Cautious approaches to intensive treatment and adequate use of hospice care are considered measures of quality for end-of-life care.
“Although these measures are accepted by most hematologists, patients with hematologic malignancies often underuse hospice and receive more end-of-life intensive care,” Wang and colleagues wrote.
The researchers carried out a population-based retrospective cohort study of patients with AML aged 66 years or older at time of diagnosis (n = 13,156). All patients received their diagnoses between 1999 and 2011, and died before Dec. 31, 2012. Wang and colleagues reviewed Medicare claims to assess patterns of hospice care and the use of aggressive treatment. The researchers used multivariable logistic regression analysis to determine predictors of hospice care and aggressive treatment.

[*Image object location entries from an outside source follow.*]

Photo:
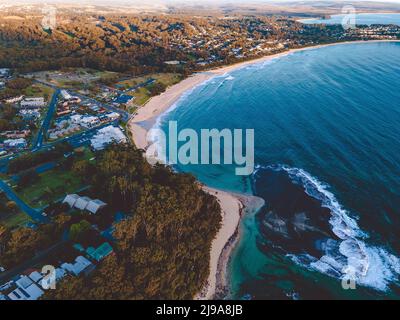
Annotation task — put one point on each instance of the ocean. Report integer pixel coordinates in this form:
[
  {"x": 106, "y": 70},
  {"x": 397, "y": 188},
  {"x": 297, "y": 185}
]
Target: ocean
[{"x": 327, "y": 151}]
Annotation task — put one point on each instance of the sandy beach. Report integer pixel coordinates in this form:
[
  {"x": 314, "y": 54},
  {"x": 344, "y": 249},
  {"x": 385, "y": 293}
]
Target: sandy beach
[
  {"x": 161, "y": 103},
  {"x": 232, "y": 205}
]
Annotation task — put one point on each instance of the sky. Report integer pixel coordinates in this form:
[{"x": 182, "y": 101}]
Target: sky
[
  {"x": 172, "y": 1},
  {"x": 155, "y": 2}
]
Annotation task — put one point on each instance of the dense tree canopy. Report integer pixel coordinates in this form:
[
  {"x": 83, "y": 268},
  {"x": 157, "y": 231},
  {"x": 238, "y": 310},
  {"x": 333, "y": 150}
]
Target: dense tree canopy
[{"x": 162, "y": 249}]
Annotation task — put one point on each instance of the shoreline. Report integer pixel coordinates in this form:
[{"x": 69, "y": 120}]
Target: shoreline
[
  {"x": 160, "y": 104},
  {"x": 233, "y": 206}
]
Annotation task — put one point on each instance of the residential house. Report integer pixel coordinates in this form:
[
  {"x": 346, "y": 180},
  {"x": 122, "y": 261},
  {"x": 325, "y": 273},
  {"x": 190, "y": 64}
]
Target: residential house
[{"x": 81, "y": 265}]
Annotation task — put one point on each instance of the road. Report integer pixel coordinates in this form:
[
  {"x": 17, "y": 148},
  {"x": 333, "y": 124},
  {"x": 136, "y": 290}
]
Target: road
[
  {"x": 46, "y": 122},
  {"x": 124, "y": 114},
  {"x": 35, "y": 214}
]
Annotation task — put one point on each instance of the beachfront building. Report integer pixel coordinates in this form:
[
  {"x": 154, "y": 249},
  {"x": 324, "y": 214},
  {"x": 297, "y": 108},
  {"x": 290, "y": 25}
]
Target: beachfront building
[
  {"x": 4, "y": 72},
  {"x": 85, "y": 121},
  {"x": 33, "y": 103},
  {"x": 106, "y": 136},
  {"x": 70, "y": 199},
  {"x": 14, "y": 99},
  {"x": 80, "y": 265},
  {"x": 15, "y": 143},
  {"x": 95, "y": 205},
  {"x": 26, "y": 289},
  {"x": 84, "y": 203}
]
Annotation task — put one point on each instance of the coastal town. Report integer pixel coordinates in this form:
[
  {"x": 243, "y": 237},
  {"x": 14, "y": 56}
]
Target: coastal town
[{"x": 59, "y": 121}]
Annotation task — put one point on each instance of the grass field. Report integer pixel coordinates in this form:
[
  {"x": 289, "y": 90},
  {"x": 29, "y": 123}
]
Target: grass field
[
  {"x": 142, "y": 95},
  {"x": 10, "y": 219},
  {"x": 38, "y": 90},
  {"x": 51, "y": 185}
]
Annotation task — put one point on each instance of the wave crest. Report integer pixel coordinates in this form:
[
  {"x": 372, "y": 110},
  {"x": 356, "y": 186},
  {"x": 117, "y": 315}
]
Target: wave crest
[{"x": 368, "y": 265}]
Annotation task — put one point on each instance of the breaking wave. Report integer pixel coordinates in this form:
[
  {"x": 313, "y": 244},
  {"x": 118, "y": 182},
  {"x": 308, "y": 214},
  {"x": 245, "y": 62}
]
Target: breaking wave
[{"x": 350, "y": 257}]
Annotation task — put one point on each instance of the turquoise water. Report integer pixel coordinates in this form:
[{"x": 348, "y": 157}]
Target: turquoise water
[
  {"x": 361, "y": 19},
  {"x": 327, "y": 149}
]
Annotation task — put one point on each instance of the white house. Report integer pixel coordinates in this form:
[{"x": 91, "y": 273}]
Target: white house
[
  {"x": 15, "y": 143},
  {"x": 65, "y": 95},
  {"x": 14, "y": 99},
  {"x": 71, "y": 199},
  {"x": 81, "y": 264},
  {"x": 4, "y": 72},
  {"x": 82, "y": 203},
  {"x": 27, "y": 290},
  {"x": 106, "y": 136}
]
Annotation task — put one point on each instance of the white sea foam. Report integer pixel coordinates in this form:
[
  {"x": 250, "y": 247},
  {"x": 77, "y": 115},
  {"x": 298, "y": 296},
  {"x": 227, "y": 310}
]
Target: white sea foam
[{"x": 369, "y": 265}]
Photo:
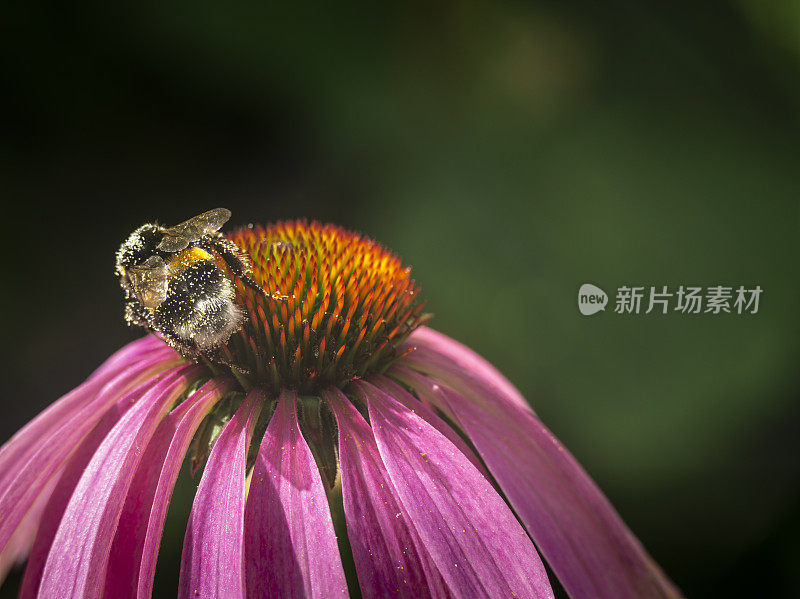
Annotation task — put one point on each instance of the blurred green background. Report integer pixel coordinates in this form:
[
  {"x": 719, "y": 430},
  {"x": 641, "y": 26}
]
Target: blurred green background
[{"x": 509, "y": 152}]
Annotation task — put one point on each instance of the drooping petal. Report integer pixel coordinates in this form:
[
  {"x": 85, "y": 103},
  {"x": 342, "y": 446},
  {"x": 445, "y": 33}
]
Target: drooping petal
[
  {"x": 134, "y": 553},
  {"x": 58, "y": 500},
  {"x": 474, "y": 539},
  {"x": 412, "y": 403},
  {"x": 387, "y": 559},
  {"x": 17, "y": 450},
  {"x": 577, "y": 530},
  {"x": 212, "y": 564},
  {"x": 290, "y": 544},
  {"x": 76, "y": 564},
  {"x": 31, "y": 476},
  {"x": 465, "y": 367},
  {"x": 133, "y": 352}
]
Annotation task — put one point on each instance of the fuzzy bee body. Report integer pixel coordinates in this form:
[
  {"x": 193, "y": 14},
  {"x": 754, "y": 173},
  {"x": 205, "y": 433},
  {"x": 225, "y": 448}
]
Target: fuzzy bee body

Hospice care rose after diagnosis rose from 31.3% in 1999 to 56.4% in 2012. Most of this increase resulted from hospice enrollment in the final week of life. Nearly half (47.4%) of 5,847 patients who enrolled in hospice did so in the final 7 days of life; 28.8% enrolled in the final 3 days of life. Among patients who transferred into and out of hospice, more than half (62%) received transfusions outside of hospice care.
The use of chemotherapy in the final two weeks of life also increased, from 7.7% in 1999 to 18.8% in 2012. Male and nonwhite patients appeared less likely to use hospice and more likely to be admitted to ICUs or undergo chemotherapy at the end of life. Older patients were more likely to enroll in hospice and less likely to receive chemotherapy.
“We found that the current end-of-life care for older patients with AML is suboptimal, as reflected by low hospice enrollment and high use of potentially aggressive treatment,” the researchers wrote. “Transfer in and out of hospice was associated with the receipt of transfusions. Changes to current hospice services, such as enabling the provision of transfusion support, and improvements in physician-patient communications, may help facilitate better end-of-life care in this patient population.” – by Andy Polhamus
Disclosures: Wang reports no relevant financial disclosures. Please see the full study for a list of all other researchers’ relevant financial disclosures.